Voordat hij volledig loskoppelt van de wielerwereld voor een paar weken, maakte Remco Evenepoel een tussenstop op de plek waar zijn sportieve verhaal begon: op de terreinen van de R.EV Brussels Cycling Academy, gelegen op de site van Levenslust, vlak bij Schepdaal, zijn geboortedorp. De kampioen was net teruggekeerd uit de Verenigde Staten, waar hij meerdere dagen in de windtunnel van Specialized had doorgebracht om zijn tijdritpositie te optimaliseren.
Hij had direct op vakantie kunnen gaan. Maar hij had een prioriteit: de jongeren van zijn academie terugzien. Met een glimlach op zijn gezicht observeerde hij eerst hun trainingen, voordat hij zich bij hen voegde voor enkele oefeningen en een spontaan spelletje. Eenvoudig, beschikbaar, ver weg van het protocol en de drukte van de WorldTour. Tussen het uitdelen van handtekeningen door vertrouwde hij toe: «Ik heb nog veel rust nodig», voordat hij eraan toevoegde dat hij zichzelf «twee à drie goede weken van totale ontkoppeling» zou gunnen.

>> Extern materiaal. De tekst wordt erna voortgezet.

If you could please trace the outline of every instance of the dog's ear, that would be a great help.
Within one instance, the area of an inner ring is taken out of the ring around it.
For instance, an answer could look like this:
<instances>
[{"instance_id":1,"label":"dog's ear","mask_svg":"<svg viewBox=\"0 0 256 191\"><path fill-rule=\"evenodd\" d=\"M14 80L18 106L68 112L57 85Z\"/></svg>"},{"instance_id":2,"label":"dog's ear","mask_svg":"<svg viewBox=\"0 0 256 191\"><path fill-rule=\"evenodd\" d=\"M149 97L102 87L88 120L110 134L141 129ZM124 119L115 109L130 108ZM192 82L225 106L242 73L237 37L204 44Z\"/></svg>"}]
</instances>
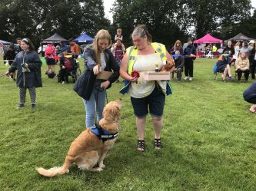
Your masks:
<instances>
[{"instance_id":1,"label":"dog's ear","mask_svg":"<svg viewBox=\"0 0 256 191\"><path fill-rule=\"evenodd\" d=\"M103 117L108 121L115 121L120 119L120 109L115 104L105 107L103 110Z\"/></svg>"}]
</instances>

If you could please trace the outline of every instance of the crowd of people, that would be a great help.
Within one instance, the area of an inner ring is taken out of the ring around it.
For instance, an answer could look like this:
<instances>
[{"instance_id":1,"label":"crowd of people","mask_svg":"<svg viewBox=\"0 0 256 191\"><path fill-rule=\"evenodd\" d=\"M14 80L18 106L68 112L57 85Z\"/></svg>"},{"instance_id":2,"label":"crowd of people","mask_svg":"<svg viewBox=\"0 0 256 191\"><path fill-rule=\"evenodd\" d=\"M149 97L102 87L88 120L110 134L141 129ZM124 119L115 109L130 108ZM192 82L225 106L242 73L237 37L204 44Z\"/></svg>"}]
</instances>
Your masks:
<instances>
[{"instance_id":1,"label":"crowd of people","mask_svg":"<svg viewBox=\"0 0 256 191\"><path fill-rule=\"evenodd\" d=\"M156 150L162 147L161 132L163 127L163 113L165 97L171 94L171 87L168 81L146 81L142 77L149 71L156 71L158 68L164 68L167 63L172 61L174 67L166 69L172 77L175 73L179 82L182 81L182 72L185 71L184 80L193 81L194 61L197 58L197 51L191 39L188 39L188 45L184 48L181 41L177 40L168 51L165 44L152 42L152 36L145 25L138 25L131 34L134 46L125 49L122 43L123 36L121 28L115 35L115 43L111 43L111 36L106 30L100 30L95 35L93 43L81 51L78 44L72 39L68 46L62 42L60 44L48 43L45 48L44 58L47 64L45 74L55 75L55 64L59 61L59 77L61 82L68 82L68 74L75 65L75 59L83 52L85 56L84 86L87 86L86 97L83 97L85 107L85 126L91 127L95 123L102 118L103 108L105 104L106 90L111 88L111 84L117 81L119 75L125 81L131 96L137 127L137 150L143 152L145 150L145 130L148 113L152 118ZM36 102L35 88L42 87L41 67L42 64L38 54L34 51L34 45L31 40L17 39L18 46L9 46L5 55L5 60L10 60L10 68L5 73L12 75L15 80L15 71L17 70L17 86L19 87L20 101L18 108L25 107L26 89L31 97L32 108L35 109ZM217 48L208 46L208 51ZM234 47L228 41L224 48L216 65L218 72L222 73L223 81L226 77L234 80L231 71L231 65L234 64L238 81L242 74L244 81L248 81L251 73L254 79L256 55L255 43L249 44L243 42L236 44ZM111 74L105 78L97 78L100 73L108 72ZM139 74L134 74L139 72ZM80 78L79 78L80 79ZM255 83L244 94L244 100L254 104L249 110L256 113ZM95 116L96 114L96 119Z\"/></svg>"}]
</instances>

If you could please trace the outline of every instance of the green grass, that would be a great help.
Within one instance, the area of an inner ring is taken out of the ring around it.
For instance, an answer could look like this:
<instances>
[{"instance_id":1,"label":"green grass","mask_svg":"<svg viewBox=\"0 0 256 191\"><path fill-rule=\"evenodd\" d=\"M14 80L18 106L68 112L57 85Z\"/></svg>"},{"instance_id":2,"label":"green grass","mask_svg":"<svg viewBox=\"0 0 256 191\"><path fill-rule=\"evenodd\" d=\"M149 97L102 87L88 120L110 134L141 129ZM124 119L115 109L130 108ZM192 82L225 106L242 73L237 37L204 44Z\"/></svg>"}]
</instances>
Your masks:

Deze scène illustreert perfect de geest van het project dat twee jaar geleden werd gelanceerd: alle kinderen, ongeacht hun achtergrond of middelen, toegang bieden tot het wielrennen. Evenepoel legt het duidelijk uit: «Ik wil een kans bieden aan hen die die anders niet zouden hebben, maar ook een stevige structuur voor de meest getalenteerden, zodat ze met een gerust hart kunnen opgroeien.»
De ambitie gaat veel verder dan alleen competitie. De samenwerking met Levenslust, dat jongeren in moeilijke omstandigheden begeleidt, verankert het avontuur in een sociale dimensie. Remco benadrukt dit educatieve aspect: «We organiseren evenementen om jongeren aan te moedigen een actieve levensstijl aan te nemen. Met de juiste opleiding en opvoeding, zoals ik die heb gekend bij Sporting Anderlecht. Met dezelfde waarden: alles geven, maar altijd met respect voor anderen.»
Tijdens deze middag was Evenepoel niet langer de wereldkampioen en olympisch kampioen. Gewoon een voormalige jongen uit de buurt, die mentor was geworden. Voordat hij vertrok, liet hij een boodschap van hoop achter: «Wat we hopen, is dat er onder al deze enthousiaste gezichten ooit een toekomstige kampioen zal opstaan. En duidelijk geloofde hij daar net zo sterk in als zij.»